ハシブトガラス(東京都小平市 撮影/中島朋成)
ハシブトガラス(東京都小平市 撮影/中島朋成)
ハシボソガラス(愛媛県新居浜市 撮影/中島朋成)
ハシボソガラス(愛媛県新居浜市 撮影/中島朋成)

 《鳴き方》
 ハシブトガラスは、木の枝などにとまった状態で、尾羽を真下に下げながら「カア、カア」と比較的澄んだ響く声で鳴きますが、ハシボソガラスは人でいうとお辞儀をするような格好で頭を動かしながら「ガア、ガア、ガア」と濁った感じで鳴きます。

 サントリーの愛鳥活動HP「日本の鳥百科」より
 ハシブトガラスの鳴き声  (http://www.suntory.co.jp/eco/birds/encyclopedia/detail/4611.html)

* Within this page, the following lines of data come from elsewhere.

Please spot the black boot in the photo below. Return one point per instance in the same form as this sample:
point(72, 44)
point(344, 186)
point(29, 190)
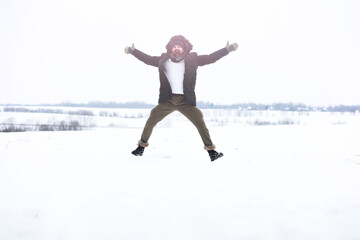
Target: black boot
point(214, 155)
point(138, 151)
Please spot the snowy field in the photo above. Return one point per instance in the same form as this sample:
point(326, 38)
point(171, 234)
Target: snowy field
point(278, 182)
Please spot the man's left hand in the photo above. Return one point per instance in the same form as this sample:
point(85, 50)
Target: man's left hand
point(231, 47)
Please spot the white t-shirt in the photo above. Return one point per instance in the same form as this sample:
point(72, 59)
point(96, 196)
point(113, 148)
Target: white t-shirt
point(175, 74)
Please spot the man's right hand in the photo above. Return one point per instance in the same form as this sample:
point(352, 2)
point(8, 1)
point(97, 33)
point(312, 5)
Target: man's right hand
point(129, 50)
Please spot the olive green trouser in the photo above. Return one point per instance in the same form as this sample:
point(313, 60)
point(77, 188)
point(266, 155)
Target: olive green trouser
point(177, 103)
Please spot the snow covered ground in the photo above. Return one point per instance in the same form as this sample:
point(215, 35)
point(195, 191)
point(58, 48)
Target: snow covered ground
point(276, 182)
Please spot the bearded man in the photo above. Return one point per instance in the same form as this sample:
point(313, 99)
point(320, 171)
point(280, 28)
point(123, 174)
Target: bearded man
point(177, 74)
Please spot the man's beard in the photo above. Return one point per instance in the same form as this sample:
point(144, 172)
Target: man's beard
point(177, 56)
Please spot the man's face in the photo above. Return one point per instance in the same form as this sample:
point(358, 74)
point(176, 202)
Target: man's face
point(177, 50)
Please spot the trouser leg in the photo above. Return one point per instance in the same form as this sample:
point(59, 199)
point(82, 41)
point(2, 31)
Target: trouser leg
point(196, 117)
point(157, 114)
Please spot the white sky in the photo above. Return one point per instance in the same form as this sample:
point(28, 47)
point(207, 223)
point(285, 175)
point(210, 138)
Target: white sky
point(73, 50)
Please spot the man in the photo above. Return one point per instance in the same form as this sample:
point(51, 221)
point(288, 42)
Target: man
point(177, 73)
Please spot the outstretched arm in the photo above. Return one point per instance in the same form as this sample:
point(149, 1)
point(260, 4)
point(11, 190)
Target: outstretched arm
point(211, 58)
point(150, 60)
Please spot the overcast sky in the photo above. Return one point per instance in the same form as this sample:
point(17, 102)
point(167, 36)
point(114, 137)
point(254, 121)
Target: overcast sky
point(289, 51)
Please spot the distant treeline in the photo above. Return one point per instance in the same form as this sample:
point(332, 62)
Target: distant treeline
point(207, 105)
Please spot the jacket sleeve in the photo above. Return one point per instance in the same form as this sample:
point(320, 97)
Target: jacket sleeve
point(211, 58)
point(150, 60)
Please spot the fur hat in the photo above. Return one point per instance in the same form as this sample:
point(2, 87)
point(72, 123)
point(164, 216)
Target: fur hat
point(181, 41)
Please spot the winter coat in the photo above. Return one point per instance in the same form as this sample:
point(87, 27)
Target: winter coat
point(192, 62)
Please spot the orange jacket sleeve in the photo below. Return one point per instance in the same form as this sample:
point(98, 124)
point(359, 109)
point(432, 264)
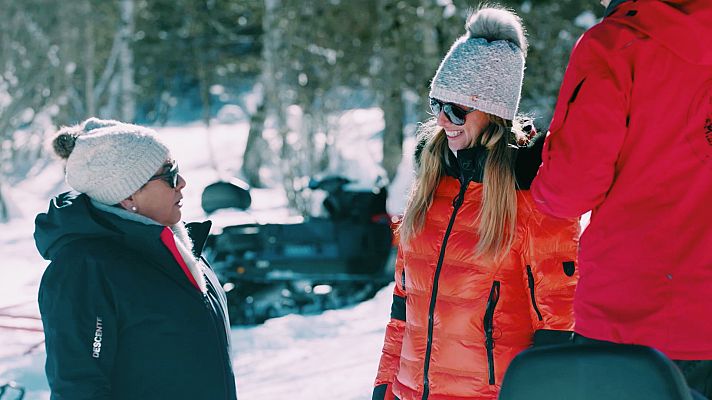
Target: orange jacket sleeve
point(551, 271)
point(390, 358)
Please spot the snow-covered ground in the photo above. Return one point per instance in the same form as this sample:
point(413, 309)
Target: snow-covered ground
point(326, 356)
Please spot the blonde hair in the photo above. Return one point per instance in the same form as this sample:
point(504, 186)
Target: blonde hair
point(498, 213)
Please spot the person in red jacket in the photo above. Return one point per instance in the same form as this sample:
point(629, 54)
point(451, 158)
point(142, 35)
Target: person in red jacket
point(631, 140)
point(480, 273)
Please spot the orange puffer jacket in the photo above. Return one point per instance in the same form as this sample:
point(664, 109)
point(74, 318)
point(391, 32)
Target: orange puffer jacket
point(457, 324)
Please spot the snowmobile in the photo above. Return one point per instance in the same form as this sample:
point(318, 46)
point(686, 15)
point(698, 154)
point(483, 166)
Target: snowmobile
point(273, 269)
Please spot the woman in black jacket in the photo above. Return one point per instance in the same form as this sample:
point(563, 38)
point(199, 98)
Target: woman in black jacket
point(130, 309)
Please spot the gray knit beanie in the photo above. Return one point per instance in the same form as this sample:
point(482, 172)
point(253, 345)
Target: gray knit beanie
point(109, 160)
point(484, 68)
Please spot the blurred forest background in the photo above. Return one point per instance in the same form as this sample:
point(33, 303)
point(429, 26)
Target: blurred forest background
point(161, 62)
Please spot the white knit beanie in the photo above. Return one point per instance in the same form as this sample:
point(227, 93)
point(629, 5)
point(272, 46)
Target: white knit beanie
point(484, 68)
point(109, 160)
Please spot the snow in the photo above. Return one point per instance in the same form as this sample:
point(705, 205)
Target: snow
point(331, 355)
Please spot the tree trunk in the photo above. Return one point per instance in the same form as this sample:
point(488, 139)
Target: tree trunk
point(89, 55)
point(128, 102)
point(391, 95)
point(255, 148)
point(275, 106)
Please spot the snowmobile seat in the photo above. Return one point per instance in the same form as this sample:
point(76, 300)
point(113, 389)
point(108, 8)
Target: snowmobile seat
point(593, 372)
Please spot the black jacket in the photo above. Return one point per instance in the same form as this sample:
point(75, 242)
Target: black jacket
point(121, 319)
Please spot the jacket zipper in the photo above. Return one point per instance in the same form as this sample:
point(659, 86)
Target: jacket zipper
point(530, 278)
point(488, 324)
point(457, 203)
point(213, 316)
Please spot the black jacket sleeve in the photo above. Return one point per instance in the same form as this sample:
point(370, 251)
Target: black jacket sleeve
point(80, 327)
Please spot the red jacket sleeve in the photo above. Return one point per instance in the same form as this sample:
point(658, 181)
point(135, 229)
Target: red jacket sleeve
point(587, 130)
point(390, 358)
point(551, 271)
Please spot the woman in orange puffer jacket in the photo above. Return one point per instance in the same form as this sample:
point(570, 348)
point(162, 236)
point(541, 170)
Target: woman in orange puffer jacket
point(480, 273)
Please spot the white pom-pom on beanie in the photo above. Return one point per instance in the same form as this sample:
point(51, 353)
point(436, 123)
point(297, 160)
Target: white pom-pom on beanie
point(484, 69)
point(111, 160)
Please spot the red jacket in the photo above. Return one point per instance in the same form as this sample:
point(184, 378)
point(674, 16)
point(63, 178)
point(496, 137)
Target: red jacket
point(482, 314)
point(631, 139)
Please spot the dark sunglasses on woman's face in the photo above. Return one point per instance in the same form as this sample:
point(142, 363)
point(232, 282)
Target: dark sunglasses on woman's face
point(170, 176)
point(454, 113)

尾羽を真下に下げながら鳴く(千葉県野田市 撮影/安齊友巳)

 サントリーの愛鳥活動HP「日本の鳥百科」より
 ハシボソガラスの鳴き声  (http://www.suntory.co.jp/eco/birds/encyclopedia/detail/1477.html)

お辞儀をするように頭を動かしながら鳴く(千葉県野田市 撮影/安齊友巳)

 《生息環境》
 現在、両種とも同じような場所でも見ることができますが、以前から同じ場所に生息していたのかというとそうではないようです。
 ハシブトガラスは、もともと森林地帯に生息していて、飛びながら、あるいは木にとまって餌を探します。ねぐらとしては、山の中腹あたりの森林を利用していました。
 一方、ハシボソガラスは、元来草原などの開けた環境を好み、地面に降りて歩きながら食べ物を探します。ねぐらとしては平地の森林などを利用していましたが、近年では両者が一緒にねぐらとしている森林などもあり、ねぐらとする環境については、両者に明確な好みの違いはあまりないようです。

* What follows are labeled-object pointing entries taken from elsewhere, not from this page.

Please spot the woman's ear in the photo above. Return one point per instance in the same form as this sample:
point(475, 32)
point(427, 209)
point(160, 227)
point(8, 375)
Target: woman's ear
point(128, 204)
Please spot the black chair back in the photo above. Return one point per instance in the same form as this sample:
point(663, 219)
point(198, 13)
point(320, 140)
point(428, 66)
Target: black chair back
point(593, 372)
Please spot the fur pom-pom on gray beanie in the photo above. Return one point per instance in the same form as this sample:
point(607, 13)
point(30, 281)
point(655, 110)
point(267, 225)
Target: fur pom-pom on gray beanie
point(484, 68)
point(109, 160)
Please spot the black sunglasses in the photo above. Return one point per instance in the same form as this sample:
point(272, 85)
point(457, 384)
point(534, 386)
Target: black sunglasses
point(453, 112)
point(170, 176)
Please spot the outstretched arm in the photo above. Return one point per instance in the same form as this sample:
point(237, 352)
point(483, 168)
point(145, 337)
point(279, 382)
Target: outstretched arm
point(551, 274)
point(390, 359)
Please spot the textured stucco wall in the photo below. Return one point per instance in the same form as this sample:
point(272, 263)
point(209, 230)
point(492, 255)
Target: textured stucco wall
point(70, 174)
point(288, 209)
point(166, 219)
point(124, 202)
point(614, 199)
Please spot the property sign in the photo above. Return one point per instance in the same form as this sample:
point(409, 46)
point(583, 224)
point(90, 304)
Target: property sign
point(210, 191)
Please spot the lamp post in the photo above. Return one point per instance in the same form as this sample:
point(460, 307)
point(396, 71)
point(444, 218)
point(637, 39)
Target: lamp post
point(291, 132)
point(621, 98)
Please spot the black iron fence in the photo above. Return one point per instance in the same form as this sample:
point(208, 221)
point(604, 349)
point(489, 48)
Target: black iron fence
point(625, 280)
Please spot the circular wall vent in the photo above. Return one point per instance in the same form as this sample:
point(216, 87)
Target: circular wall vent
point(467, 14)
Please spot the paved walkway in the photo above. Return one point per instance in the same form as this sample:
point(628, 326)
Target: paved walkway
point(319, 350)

非繁殖期のカラスは夜間、集まって眠る習性がある。ねぐらに入る前は、電線などに集合して、暗くなる頃に移動する(千葉県野田市 撮影/安齊友巳)

 《営巣場所》
 1991年に大阪府高槻市で行われた生物教師の中村純夫氏の調査では、ハシブトガラスの営巣場所は、92%が常緑樹、3%が落葉樹、5%が人工物となっていました。常緑樹のうちアカマツへの営巣が62%となっており、アカマツへの依存度が高いようです。ハシボソガラスの営巣場所は、52%が常緑樹、25%が落葉樹、23%が人工物となっていました。常緑樹の中ではアカマツ、クスノキがそれぞれ40%ほどを占めていました。このようなことからハシブトガラスの方が隠蔽度の高い常緑樹を好み、ハシボソガラスは送電鉄塔などの隠蔽度の低い人工物にも営巣するという違いが伺えます。

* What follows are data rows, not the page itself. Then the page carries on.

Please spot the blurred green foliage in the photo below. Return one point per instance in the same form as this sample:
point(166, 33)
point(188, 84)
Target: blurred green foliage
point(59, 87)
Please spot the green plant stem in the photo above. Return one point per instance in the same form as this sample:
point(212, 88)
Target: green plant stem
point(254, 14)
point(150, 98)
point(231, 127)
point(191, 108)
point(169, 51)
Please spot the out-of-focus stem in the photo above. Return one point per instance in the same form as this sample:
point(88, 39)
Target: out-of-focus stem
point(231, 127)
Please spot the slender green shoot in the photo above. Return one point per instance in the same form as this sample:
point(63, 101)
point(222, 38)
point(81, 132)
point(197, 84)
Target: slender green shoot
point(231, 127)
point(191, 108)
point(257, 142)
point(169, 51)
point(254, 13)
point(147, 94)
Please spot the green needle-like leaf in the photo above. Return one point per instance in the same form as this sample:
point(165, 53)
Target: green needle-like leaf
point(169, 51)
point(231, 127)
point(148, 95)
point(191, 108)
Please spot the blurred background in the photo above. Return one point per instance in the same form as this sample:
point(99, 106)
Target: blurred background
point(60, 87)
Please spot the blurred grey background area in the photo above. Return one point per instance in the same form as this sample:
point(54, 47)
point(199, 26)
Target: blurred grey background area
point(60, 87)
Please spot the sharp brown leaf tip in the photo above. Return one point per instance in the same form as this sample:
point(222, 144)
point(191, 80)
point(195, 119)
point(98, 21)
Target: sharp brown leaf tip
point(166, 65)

 先日、都内の電柱に写真のような張り紙がありました。

電柱に貼られたカラス注意の張り紙(東京都墨田区 撮影/鈴木隆)
電柱に張られたカラス注意の張り紙(東京都墨田区 撮影/鈴木隆)

 電柱の上を見るとハンガーなどでつくられた巣が。この巣をこのままにしておくと、電線がショートするなど危険であることから、撤去しなければなりません。数日後、巣を撤去するため作業にやって来た人に話を聞くと、4月下旬ぐらいから7月上旬ぐらいまで、多い日には1日に3~4つの巣を撤去するそうです。場合によっては巣作りをしていたカラスから攻撃を受けることもあるとか。
 なお、撤去されるまでの数日間、この巣を観察していたのですが、巣を作り始めて何かが気にくわなかったのでしょう、すでに放棄してしまったようで親鳥が戻ることはなく、ハシブトガラスとハシボソガラス、どちらのカラスの巣かは特定できませんでした。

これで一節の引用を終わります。